At his best, he could move gracefully from the tiny brutalities and bad manners that so often constitute a week in New Zealand politics to learned digressions on classical thinkers and muscular economic analyses of the latest Treasury forecasts.
He was also the king of the OIAs — and no living reporter would dare dispute that verdict lest they receive one from beyond the grave. Over the years, he dispatched hundreds of such information requests: nailing down a point of arcane economic information, confirming a hunch of profligate government spending, or else exposing some over-caffeinated Opposition calculation of future revenues.
Away from the bump and grind of the trade, Rob and I enjoyed each other as opposites. He was polite, considered and punctilious, supremely uncomplaining, too, the product of what appeared to be a happy rural background. We also liked a lot of the same half-finished music of the 1980s and even more of the same anti-modern authors, Orwell, Popper, Chesterton and Malcolm Muggeridge in particular.
There were other mutual considerations. We both had autistic kids. His beloved Ailsa and my Eliot even ended up attending the same school in Johnsonville.
Outside the school gates, or inside the cheerful bedlam of its special-needs unit, we often huddled during the morning drop-off to swap the latest neurological news and industry gossip.

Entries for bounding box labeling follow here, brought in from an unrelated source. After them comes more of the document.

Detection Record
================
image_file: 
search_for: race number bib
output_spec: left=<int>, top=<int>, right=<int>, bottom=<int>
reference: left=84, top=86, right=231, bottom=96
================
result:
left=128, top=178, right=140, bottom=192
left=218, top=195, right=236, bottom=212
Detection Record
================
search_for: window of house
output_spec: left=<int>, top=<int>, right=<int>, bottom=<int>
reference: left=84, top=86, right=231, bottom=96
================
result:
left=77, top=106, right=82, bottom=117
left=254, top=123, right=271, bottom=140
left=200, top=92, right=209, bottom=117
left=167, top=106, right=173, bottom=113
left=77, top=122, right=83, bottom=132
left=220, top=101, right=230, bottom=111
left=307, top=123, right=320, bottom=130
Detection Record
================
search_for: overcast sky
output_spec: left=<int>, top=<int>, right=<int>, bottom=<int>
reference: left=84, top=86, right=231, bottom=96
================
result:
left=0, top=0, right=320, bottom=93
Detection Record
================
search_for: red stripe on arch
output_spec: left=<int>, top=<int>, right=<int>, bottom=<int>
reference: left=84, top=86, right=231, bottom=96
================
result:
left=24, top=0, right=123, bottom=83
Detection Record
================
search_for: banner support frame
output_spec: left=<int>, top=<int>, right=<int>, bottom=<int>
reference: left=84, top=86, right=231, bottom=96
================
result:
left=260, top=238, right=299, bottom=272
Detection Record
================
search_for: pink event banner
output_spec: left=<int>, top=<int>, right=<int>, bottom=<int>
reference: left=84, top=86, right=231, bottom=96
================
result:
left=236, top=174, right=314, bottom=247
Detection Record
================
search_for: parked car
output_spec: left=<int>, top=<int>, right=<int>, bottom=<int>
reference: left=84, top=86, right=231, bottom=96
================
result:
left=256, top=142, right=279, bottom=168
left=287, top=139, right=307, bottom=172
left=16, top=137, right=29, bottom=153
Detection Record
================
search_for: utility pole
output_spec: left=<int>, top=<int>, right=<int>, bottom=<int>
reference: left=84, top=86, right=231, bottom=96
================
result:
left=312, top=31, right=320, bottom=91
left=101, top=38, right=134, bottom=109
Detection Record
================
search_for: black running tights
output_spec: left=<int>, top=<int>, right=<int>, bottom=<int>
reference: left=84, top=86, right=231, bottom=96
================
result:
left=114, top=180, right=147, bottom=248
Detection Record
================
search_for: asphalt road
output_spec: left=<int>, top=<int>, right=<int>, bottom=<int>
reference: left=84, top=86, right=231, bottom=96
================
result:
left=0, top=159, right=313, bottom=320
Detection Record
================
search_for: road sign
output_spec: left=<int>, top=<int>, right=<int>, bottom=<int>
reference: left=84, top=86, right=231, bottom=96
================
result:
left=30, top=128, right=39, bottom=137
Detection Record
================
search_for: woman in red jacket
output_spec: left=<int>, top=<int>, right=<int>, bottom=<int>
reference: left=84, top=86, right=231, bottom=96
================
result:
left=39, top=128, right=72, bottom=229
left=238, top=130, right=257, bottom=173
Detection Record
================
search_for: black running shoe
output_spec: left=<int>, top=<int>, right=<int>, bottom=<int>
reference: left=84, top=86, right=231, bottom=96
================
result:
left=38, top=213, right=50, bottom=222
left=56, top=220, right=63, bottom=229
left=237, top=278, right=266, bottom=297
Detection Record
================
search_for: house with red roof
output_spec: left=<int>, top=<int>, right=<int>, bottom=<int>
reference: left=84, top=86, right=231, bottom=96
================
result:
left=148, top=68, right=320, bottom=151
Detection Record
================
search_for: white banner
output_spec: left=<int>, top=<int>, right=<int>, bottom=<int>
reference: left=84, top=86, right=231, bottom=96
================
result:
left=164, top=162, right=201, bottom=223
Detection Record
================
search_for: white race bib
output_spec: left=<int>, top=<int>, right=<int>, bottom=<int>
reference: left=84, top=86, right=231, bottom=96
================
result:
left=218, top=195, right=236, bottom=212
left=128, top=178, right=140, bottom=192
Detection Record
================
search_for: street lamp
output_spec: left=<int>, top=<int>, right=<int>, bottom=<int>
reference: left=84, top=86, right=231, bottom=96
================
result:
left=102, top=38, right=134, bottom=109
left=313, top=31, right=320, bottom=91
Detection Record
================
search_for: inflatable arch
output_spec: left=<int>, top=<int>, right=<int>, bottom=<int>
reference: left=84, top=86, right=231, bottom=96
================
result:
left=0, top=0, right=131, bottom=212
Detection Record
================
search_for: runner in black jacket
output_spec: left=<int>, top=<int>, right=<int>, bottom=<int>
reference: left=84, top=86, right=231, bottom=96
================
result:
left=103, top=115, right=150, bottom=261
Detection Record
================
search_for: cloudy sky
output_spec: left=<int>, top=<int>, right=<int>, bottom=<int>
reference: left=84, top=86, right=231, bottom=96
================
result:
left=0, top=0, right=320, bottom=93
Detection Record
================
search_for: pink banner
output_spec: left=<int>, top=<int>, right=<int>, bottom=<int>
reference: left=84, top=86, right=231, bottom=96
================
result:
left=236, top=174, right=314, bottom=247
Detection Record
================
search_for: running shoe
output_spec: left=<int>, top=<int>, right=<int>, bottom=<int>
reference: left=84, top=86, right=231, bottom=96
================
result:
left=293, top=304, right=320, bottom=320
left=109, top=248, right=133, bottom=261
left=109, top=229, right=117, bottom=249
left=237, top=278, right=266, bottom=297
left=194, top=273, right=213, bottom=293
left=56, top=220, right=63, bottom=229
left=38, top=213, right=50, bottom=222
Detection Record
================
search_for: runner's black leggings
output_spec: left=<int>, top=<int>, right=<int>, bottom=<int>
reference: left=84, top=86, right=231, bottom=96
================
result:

Here, as elsewhere, his essential worldview seemed to me to carry a distinctly Christian undertow, which, while seldom expressed explicitly, also to my mind gave him the quiet dignity he showed in dealing with his daughter’s condition, his wife Claudia’s own health struggles and, finally, the indignities of his own devastating diagnosis.

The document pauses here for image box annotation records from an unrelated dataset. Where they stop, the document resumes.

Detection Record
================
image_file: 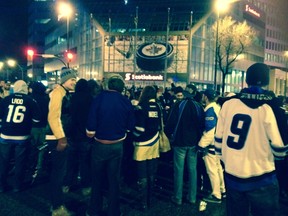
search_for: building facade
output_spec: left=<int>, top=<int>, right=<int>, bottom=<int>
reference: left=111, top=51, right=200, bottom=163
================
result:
left=28, top=0, right=288, bottom=95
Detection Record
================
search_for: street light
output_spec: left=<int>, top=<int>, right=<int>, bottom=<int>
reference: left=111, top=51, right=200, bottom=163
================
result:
left=0, top=59, right=24, bottom=80
left=58, top=2, right=73, bottom=67
left=7, top=59, right=24, bottom=80
left=214, top=0, right=232, bottom=91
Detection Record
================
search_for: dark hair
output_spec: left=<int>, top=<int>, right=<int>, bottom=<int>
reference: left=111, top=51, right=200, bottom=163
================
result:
left=108, top=77, right=125, bottom=93
left=88, top=79, right=102, bottom=97
left=139, top=86, right=157, bottom=105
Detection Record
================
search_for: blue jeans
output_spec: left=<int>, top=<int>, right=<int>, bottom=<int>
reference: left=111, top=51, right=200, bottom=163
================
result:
left=173, top=147, right=197, bottom=202
left=88, top=141, right=123, bottom=216
left=47, top=140, right=69, bottom=209
left=0, top=140, right=30, bottom=189
left=226, top=183, right=279, bottom=216
left=64, top=141, right=91, bottom=188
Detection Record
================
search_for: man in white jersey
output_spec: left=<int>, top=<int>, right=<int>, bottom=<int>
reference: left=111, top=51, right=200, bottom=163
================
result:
left=215, top=63, right=287, bottom=216
left=198, top=89, right=226, bottom=203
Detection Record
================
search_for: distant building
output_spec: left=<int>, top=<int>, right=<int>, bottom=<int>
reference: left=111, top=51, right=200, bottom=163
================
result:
left=29, top=0, right=288, bottom=94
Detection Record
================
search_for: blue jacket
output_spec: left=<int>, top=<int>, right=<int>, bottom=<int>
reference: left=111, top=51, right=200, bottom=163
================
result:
left=86, top=90, right=135, bottom=141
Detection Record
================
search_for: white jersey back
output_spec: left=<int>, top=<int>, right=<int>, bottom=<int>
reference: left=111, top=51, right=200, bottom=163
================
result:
left=215, top=99, right=284, bottom=178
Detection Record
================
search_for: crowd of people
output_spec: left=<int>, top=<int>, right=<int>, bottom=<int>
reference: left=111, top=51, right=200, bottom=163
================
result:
left=0, top=63, right=288, bottom=216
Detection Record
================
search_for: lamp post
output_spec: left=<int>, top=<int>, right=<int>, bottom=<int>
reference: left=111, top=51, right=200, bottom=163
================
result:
left=7, top=59, right=24, bottom=80
left=58, top=2, right=72, bottom=68
left=284, top=51, right=288, bottom=97
left=0, top=59, right=24, bottom=80
left=214, top=0, right=231, bottom=91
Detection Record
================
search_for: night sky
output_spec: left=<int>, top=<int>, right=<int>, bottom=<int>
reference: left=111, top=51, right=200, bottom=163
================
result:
left=0, top=0, right=28, bottom=64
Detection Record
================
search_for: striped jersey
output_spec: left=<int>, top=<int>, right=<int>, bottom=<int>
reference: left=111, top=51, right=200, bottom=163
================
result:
left=215, top=97, right=288, bottom=190
left=0, top=93, right=40, bottom=141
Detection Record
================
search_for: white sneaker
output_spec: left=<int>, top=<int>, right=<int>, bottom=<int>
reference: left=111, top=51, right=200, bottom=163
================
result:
left=81, top=187, right=91, bottom=196
left=62, top=186, right=70, bottom=193
left=52, top=205, right=72, bottom=216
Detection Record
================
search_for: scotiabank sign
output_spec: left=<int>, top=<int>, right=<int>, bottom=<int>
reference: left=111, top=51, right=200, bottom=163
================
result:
left=125, top=73, right=164, bottom=81
left=245, top=4, right=261, bottom=18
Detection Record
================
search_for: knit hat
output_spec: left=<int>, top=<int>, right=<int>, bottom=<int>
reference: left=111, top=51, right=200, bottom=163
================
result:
left=173, top=86, right=183, bottom=94
left=13, top=80, right=28, bottom=94
left=108, top=74, right=125, bottom=92
left=60, top=67, right=77, bottom=84
left=246, top=63, right=269, bottom=86
left=203, top=89, right=218, bottom=101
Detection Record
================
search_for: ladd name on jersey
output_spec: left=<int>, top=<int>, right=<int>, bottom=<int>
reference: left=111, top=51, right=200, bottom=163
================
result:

Semi-consciously, what may have finally tipped me off to how shabby things really were for him was noticing this past December how the grammatical stickler’s increasingly infrequent posts on social media had small punctuation errors.
He would have to be on death’s door to do that, I thought. But of course I didn’t believe it, either. Hadn’t the message he finally sent inviting me to visit the hospital stated he was only recovering from a routine procedure?
At Te Hopai Hospice, he was sleeping when I entered his room. I pulled up a chair and spent a few minutes browsing social media and its usual avalanche of time-rich bores haggling over pronouns and other supposed intimations of the end of the civilised life. Outside the door, a cleaner was moving up and down the passageway pushing a dry mop.
Presently, Rob came to and I asked him — cliché of clichés — how he was doing.
“Okay-ish,” he said.
“Okay-ish?”
“Well,” he gasped, “not good.”
“Fuck.”
“Yes, fuck.”
The once-burly reporter reached out and offered a suddenly paper-thin arm and hand.
“Love to you and love to your family.”
Rob died this past weekend and along with him my old superstitious belief that no-one can pass away while he still has an unwritten book inside him; in his case, this was to be a long-planned study of the country’s great and not-so-great finance ministers.
I do hope somebody takes a punt on reprinting some of the glitteringly good columns turned in by the “super-smart, wry, kind man in the Press Gallery,” as the radio presenter Guyon Espiner fondly remembered him on Wednesday. A devoted family guy and super-fun drinking companion, too. And Rob Hosking was my friend. Inarguably.
David Cohen, a Wellington-based author and journalist, is a former NBR media columnist.